Я замолчу лишь тогда, когда вы это поймете. Уттаке, этот мстительный койот, не вышел за пределы Кеннебека, как он это делает каждый год, стремясь собрать урожай скальпов французов, гуронов и нас, абенаков, детей утренней зари, потому что между ним и вами встал Текондерога.

Я закончил.

Он снова уселся, очень довольный тем почтительным молчанием, которым была встречена его речь, собрал свои деревянные палочки, и, пошарив в карманах английского мундира, достал копченую змею, и, не чинясь, принялся резать ее на кусочки на краю стола. Затем он оставил то неудобное место, которое занимал с начала заседания, тот жесткий трон с прямой спинкой, который белолицые называют стулом, а ведь, сидя на нем, невозможно расслабиться.

Он уселся, скрестив ноги, на каменном полу перед камином и начал поедать кусочки змеи, наблюдая краем глаза за эффектом, который произвела его речь. Интересно, кто из этих буйнопомешанных возьмет слово первым, думал он, однако опыт подсказывал ему, что они заговорят все разом.

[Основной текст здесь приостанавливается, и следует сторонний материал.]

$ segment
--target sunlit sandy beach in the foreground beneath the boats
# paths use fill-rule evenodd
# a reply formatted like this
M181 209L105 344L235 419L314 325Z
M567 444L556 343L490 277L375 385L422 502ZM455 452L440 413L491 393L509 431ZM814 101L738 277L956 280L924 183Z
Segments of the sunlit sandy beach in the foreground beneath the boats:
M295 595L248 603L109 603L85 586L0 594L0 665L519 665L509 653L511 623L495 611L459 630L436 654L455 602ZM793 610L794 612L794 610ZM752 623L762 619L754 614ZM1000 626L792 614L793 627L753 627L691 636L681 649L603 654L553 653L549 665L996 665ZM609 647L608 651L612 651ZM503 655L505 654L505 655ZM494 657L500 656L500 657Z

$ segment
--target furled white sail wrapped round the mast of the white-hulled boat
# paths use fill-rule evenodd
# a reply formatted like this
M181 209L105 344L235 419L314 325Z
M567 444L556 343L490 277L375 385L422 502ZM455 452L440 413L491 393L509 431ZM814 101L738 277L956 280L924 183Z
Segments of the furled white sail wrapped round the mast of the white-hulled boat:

Однако его яркое выступление произвело на собравшихся сильное впечатление, и его доводы добавились к предыдущим, перевешивая чашу весов в пользу договора с графом де Пейраком. Члены Совета начали уже обдумывать его условия.

– Сагамор, твои слова подобны золоту, – повернувшись к Пиксарету, поблагодарил его губернатор. – Ты был прав, повернув разговор к вопросам, ради которых мы сегодня и собрались. Разве не дурно то, – сказал он, обращаясь к своим советникам, – что нам надо было выслушать речь индейца, чтобы вспомнить о нашем долге и о его важности?

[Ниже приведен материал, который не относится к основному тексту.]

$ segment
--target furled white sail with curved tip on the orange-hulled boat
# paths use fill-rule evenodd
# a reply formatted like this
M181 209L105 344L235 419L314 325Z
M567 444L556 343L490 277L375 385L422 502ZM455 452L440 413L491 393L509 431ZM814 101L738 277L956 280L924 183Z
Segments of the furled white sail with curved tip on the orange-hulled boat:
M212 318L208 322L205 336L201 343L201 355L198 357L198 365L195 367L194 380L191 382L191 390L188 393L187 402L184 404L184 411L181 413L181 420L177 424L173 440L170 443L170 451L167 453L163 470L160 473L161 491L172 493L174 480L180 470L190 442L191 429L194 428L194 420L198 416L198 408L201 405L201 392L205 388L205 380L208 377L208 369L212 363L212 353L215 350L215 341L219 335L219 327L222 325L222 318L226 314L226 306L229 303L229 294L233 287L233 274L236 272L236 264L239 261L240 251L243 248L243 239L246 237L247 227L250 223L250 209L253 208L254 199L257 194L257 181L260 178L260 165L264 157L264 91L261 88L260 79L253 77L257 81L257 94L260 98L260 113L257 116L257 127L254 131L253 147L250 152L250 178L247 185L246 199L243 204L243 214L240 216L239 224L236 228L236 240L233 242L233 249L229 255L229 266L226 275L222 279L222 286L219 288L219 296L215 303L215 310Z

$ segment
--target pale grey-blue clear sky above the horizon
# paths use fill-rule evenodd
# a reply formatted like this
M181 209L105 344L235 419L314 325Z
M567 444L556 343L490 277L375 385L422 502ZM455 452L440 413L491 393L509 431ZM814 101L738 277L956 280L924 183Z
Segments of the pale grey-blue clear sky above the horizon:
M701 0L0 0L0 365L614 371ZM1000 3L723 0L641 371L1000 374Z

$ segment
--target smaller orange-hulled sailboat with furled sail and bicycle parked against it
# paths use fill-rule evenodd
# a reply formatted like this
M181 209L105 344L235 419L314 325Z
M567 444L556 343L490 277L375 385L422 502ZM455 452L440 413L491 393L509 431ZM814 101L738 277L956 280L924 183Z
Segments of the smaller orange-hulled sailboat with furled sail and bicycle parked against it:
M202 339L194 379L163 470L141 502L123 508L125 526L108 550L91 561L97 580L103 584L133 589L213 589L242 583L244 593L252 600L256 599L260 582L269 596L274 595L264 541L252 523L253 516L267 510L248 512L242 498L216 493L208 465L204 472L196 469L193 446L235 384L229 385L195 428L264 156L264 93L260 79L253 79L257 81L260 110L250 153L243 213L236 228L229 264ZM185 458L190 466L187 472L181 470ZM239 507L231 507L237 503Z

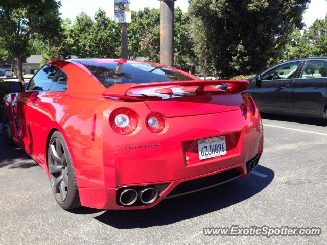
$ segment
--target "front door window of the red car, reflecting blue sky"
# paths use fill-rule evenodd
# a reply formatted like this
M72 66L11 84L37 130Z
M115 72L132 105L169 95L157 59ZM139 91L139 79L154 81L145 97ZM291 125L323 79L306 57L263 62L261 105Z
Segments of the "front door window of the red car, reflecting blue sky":
M53 65L44 65L31 79L27 90L48 91L58 69L58 67Z

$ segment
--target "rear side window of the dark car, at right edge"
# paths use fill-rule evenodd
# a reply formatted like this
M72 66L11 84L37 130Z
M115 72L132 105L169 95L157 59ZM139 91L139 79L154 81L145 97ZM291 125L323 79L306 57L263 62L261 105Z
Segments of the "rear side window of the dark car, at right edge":
M301 78L326 78L327 77L327 61L309 60L307 61Z

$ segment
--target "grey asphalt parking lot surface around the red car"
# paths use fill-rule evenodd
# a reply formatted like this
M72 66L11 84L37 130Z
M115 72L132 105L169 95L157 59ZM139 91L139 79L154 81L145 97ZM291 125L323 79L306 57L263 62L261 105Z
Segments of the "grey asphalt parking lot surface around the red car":
M45 173L0 140L0 244L327 244L327 127L263 115L260 165L244 179L149 210L67 212ZM320 236L204 236L204 227L320 227Z

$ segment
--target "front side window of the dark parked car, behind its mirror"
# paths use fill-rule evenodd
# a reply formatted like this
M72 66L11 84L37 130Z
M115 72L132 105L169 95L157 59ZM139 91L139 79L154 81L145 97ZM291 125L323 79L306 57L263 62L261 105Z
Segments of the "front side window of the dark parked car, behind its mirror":
M278 80L278 79L291 79L293 78L300 61L290 62L279 65L272 70L269 70L263 75L263 80Z

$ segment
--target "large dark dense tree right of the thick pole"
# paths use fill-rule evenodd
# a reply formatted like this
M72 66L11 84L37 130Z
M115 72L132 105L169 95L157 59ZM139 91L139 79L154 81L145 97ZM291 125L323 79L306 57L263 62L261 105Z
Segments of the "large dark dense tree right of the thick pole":
M310 0L192 0L191 35L199 69L249 75L283 54Z

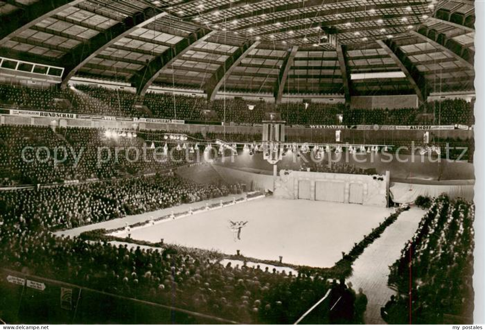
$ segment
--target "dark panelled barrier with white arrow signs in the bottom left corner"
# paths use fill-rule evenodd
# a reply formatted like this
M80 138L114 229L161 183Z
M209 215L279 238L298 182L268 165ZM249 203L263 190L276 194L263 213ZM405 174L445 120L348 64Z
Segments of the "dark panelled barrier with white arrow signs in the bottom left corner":
M237 324L10 269L0 269L0 297L2 319L14 324Z

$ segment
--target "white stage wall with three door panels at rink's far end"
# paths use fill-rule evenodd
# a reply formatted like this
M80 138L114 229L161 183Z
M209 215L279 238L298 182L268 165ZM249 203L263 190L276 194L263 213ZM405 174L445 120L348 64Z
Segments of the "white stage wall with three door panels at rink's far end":
M386 206L389 174L357 175L281 170L275 197Z

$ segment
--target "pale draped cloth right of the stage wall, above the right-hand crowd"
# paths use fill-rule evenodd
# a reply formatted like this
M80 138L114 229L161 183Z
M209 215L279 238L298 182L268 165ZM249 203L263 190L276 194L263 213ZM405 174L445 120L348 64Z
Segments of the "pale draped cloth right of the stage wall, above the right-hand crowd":
M417 185L411 183L394 182L390 191L392 200L397 203L414 203L418 196L437 197L447 193L450 198L461 197L473 201L473 185Z

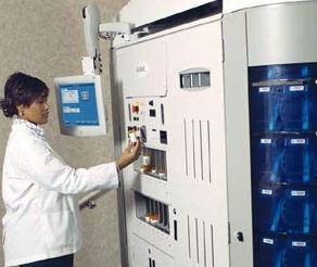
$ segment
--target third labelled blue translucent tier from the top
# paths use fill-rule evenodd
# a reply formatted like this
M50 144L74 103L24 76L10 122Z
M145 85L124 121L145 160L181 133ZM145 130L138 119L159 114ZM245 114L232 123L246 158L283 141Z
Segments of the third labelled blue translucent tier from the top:
M296 234L317 233L316 188L258 187L254 194L255 229Z

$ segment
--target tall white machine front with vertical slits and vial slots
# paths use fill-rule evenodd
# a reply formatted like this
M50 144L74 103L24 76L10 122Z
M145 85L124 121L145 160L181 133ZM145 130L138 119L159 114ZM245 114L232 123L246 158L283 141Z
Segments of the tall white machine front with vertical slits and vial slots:
M228 266L221 22L114 52L123 129L144 143L140 161L124 170L128 247L137 234L175 255L179 267ZM142 77L139 62L150 66ZM151 155L150 169L143 153ZM153 211L157 223L147 219Z

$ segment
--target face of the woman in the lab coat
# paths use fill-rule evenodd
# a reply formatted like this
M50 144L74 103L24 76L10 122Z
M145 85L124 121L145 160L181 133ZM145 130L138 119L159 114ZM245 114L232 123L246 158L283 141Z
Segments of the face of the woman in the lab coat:
M18 117L36 125L46 124L49 119L48 96L37 98L29 106L17 106Z

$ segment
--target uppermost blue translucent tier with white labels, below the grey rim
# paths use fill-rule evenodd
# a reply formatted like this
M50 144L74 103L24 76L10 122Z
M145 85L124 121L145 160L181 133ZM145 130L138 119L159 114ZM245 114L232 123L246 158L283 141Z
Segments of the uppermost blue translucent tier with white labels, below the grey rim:
M317 130L317 86L280 85L252 87L253 131Z

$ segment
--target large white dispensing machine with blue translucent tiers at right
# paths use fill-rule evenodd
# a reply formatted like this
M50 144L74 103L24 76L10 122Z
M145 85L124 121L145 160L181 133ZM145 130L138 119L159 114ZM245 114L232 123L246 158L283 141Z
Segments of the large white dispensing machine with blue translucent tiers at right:
M113 35L123 266L317 266L317 2L131 0Z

Члены Совета ответили молчанием, и губернатор счел момент благоприятным для того, чтобы раскрыть свои карты.

– Я написал королю, – объявил он, – и отправил послание с первым кораблем, отплывшим во Францию в июле. В нем я, как мог, описал те события, которым мы были свидетелями, и решения, которые я принял. Я также назвал имя господина де Пейрака, дабы пролить на все яркий свет и дабы его величество мог разрешить вопрос, зная все детали.

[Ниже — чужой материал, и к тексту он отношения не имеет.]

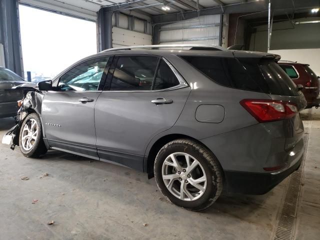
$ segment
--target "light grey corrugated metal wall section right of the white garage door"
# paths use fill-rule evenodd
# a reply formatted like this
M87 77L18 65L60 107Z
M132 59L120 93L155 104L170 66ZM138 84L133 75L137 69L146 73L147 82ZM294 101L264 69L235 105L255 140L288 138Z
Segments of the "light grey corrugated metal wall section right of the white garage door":
M219 43L220 15L170 23L160 28L160 44L215 44Z

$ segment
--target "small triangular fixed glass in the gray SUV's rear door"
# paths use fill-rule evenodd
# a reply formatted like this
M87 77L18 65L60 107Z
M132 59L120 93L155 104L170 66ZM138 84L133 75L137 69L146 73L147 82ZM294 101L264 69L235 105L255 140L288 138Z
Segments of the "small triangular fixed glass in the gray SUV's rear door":
M153 90L161 90L176 86L179 84L179 80L172 72L170 67L164 62L160 61L158 71L154 80Z

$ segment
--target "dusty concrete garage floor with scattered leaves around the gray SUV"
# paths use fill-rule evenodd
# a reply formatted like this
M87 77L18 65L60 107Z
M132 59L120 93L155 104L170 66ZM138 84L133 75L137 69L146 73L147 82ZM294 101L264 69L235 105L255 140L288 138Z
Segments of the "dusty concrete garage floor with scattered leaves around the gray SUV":
M319 110L303 113L310 131L296 239L320 235ZM13 123L0 119L0 137ZM0 144L0 239L273 239L287 183L264 195L223 194L191 212L164 200L144 173L58 151L26 158Z

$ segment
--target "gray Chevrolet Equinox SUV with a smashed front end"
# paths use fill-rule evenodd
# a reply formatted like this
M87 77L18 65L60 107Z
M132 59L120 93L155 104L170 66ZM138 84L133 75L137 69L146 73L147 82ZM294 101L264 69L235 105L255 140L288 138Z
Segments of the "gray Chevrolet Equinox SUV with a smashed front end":
M306 101L278 55L143 47L99 52L30 89L6 135L11 147L146 172L166 199L191 210L222 189L263 194L299 167Z

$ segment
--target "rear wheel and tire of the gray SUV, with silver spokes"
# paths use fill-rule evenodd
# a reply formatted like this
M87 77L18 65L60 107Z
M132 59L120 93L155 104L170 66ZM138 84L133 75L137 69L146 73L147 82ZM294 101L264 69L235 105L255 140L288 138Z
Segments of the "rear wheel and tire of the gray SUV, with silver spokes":
M170 141L159 150L154 176L164 197L188 210L209 207L222 191L219 162L207 148L190 139Z

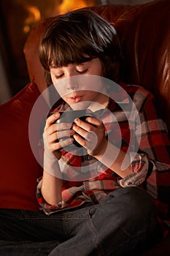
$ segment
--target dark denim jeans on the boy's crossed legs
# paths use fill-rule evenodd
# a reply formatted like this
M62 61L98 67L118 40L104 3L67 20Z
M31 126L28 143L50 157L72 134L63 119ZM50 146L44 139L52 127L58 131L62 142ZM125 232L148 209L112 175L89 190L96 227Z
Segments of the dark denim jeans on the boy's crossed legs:
M0 209L0 229L1 256L139 255L161 236L152 199L138 187L50 216Z

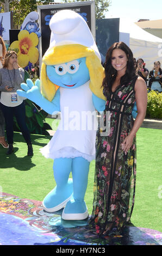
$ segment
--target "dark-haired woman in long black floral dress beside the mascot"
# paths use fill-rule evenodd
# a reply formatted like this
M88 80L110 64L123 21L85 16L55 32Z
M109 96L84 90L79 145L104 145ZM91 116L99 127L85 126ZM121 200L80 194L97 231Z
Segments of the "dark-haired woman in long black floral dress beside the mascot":
M107 98L110 131L99 129L96 137L94 208L90 227L98 235L120 235L130 220L134 206L136 176L135 135L147 108L147 88L143 78L135 76L133 53L123 42L113 44L106 56L103 93ZM132 117L134 102L138 109Z

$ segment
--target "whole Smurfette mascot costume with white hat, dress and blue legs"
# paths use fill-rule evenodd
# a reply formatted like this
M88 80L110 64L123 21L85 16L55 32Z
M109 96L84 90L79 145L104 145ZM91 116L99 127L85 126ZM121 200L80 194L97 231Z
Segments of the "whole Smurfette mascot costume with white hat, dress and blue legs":
M104 69L94 38L82 16L71 10L53 15L51 41L42 59L41 83L31 80L17 93L49 114L61 112L58 130L41 149L54 159L56 186L43 199L48 212L63 210L64 220L84 220L90 161L95 159L96 110L104 110ZM89 123L88 123L89 122ZM72 172L72 179L69 174Z

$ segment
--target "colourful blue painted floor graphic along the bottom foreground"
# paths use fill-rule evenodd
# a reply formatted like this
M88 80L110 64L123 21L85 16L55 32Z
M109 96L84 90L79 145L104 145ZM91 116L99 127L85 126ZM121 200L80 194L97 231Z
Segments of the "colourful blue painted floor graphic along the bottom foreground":
M41 202L2 193L0 245L162 245L157 230L127 226L122 235L98 237L88 218L65 221L61 212L48 213Z

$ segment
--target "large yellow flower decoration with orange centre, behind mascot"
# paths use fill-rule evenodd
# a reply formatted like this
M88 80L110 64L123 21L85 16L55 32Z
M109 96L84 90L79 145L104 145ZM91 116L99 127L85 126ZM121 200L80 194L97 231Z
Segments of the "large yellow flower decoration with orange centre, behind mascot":
M39 59L39 51L37 46L39 43L38 35L35 33L29 34L28 31L22 30L18 33L18 40L12 42L10 49L18 48L17 58L18 64L23 68L29 62L35 64Z

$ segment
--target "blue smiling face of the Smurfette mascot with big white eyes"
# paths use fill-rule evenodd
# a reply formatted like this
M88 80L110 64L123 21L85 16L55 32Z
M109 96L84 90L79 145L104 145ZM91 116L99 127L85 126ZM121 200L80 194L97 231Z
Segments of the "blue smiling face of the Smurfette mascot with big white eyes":
M52 83L69 89L82 86L90 79L85 57L63 64L47 65L46 72Z

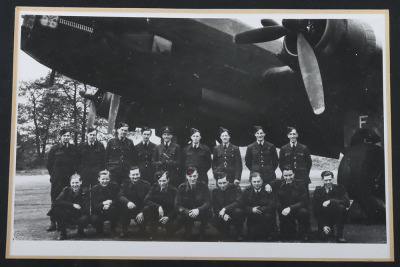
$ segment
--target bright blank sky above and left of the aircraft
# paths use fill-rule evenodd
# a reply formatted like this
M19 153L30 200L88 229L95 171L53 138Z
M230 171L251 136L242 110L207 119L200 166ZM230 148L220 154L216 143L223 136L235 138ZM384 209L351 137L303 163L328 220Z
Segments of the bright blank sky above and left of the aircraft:
M114 14L113 14L114 15ZM123 14L122 14L123 15ZM168 14L169 15L169 14ZM178 14L179 16L180 14ZM183 14L185 17L188 16L188 14ZM208 14L207 14L208 15ZM237 19L250 25L251 27L258 28L261 27L260 20L262 18L266 18L266 14L249 14L240 16L237 14L233 14L237 16ZM226 17L233 16L232 14L227 14ZM315 14L314 14L315 15ZM176 14L174 15L175 17L178 17ZM205 15L202 14L202 17ZM215 14L213 14L215 16ZM277 22L281 22L282 18L291 18L293 16L296 16L298 18L298 14L268 14L268 18L273 18ZM304 15L303 15L304 16ZM325 15L324 15L325 16ZM348 16L348 15L347 15ZM360 19L361 21L367 22L372 26L374 29L375 35L377 36L377 39L379 40L384 40L384 21L382 19L379 19L377 17L369 17L368 19L363 18ZM19 29L21 28L23 20L19 20ZM19 49L19 44L18 44L18 81L30 81L30 80L35 80L41 77L46 76L49 71L51 71L49 68L45 67L44 65L38 63L34 59L32 59L30 56L28 56L25 52Z

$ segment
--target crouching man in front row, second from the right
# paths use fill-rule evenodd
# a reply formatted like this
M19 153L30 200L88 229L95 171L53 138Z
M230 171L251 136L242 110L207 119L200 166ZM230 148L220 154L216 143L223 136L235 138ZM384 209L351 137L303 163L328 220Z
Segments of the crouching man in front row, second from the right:
M284 239L295 238L296 221L298 235L302 241L308 241L310 213L308 212L309 193L307 184L295 180L291 165L282 167L283 179L271 183L272 191L277 195L280 230Z

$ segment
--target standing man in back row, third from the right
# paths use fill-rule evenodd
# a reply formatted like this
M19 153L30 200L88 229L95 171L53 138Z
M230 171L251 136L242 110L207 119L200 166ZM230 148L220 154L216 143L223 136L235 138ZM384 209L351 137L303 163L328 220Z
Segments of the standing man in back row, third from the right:
M212 169L213 172L225 172L228 181L239 185L242 176L242 157L237 146L232 145L229 130L220 127L222 143L214 147Z

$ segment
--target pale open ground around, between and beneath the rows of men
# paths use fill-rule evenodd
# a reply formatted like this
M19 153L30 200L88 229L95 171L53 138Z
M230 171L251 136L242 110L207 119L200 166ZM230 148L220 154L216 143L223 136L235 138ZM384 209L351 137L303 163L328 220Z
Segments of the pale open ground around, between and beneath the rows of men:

– Не преждевременно ли было называть королю его имя? – воскликнул Обур де Лоншан.

Господин Магри де Сен-Шамон кашлянул и, не глядя на графа де Пейрака, обратился к нему:

– Нам говорили, сударь, что именно вы стали зачинщиком бунта в Аквитании лет пятнадцать назад, который причинил королю немало хлопот. Это правда?

– Какая провинция не восставала во время этого царствования? – нисколько не смутившись, парировал граф.

Он встал, внимательно вглядываясь в лица присутствующих.

– Не являемся ли все мы, здесь собравшиеся, более или менее жертвами немилости короля? – вопросил он. – Немилости, которую, как мы знаем, мы не искали и не заслужили. Но нам приходится ее терпеть, потому что не всем удается, не пострадав, выйти из конвульсий нашей эпохи, вызванных ошибками иных людей. Когда король был еще отроком, против него восстали знатные сеньоры королевства, в основном его родственники, например его собственный дядя Гастон Орлеанский, брат его отца Людовика Тринадцатого. Так не будем же удивляться тому, что он стал относиться с глубоким недоверием к знати из провинций. Ему казалось, правильно или нет, что те, кто их возглавлял, представляли угрозу его трону и единству Франции. Как и многие другие, я на себе испытал тяжесть этого недоверия, хотя, как вы можете и сами понять, во времена Фронды я был еще очень молод и просто не мог участвовать в заговорах. Лишь позднее в Аквитании начался мятеж, связанный с учиненной против меня несправедливостью. Не я стоял во главе этого мятежа. Мятежники, желая сохранить мне верность, выбрали ложный путь. Но оставим в стороне эту историю и не будем преувеличивать ее значение. Времена изменились. Кардинал Мазарини, наставлявший короля во времена его юности и помогший ему выйти победителем в борьбе с Фрондой, был первым министром. Но ныне король правит один.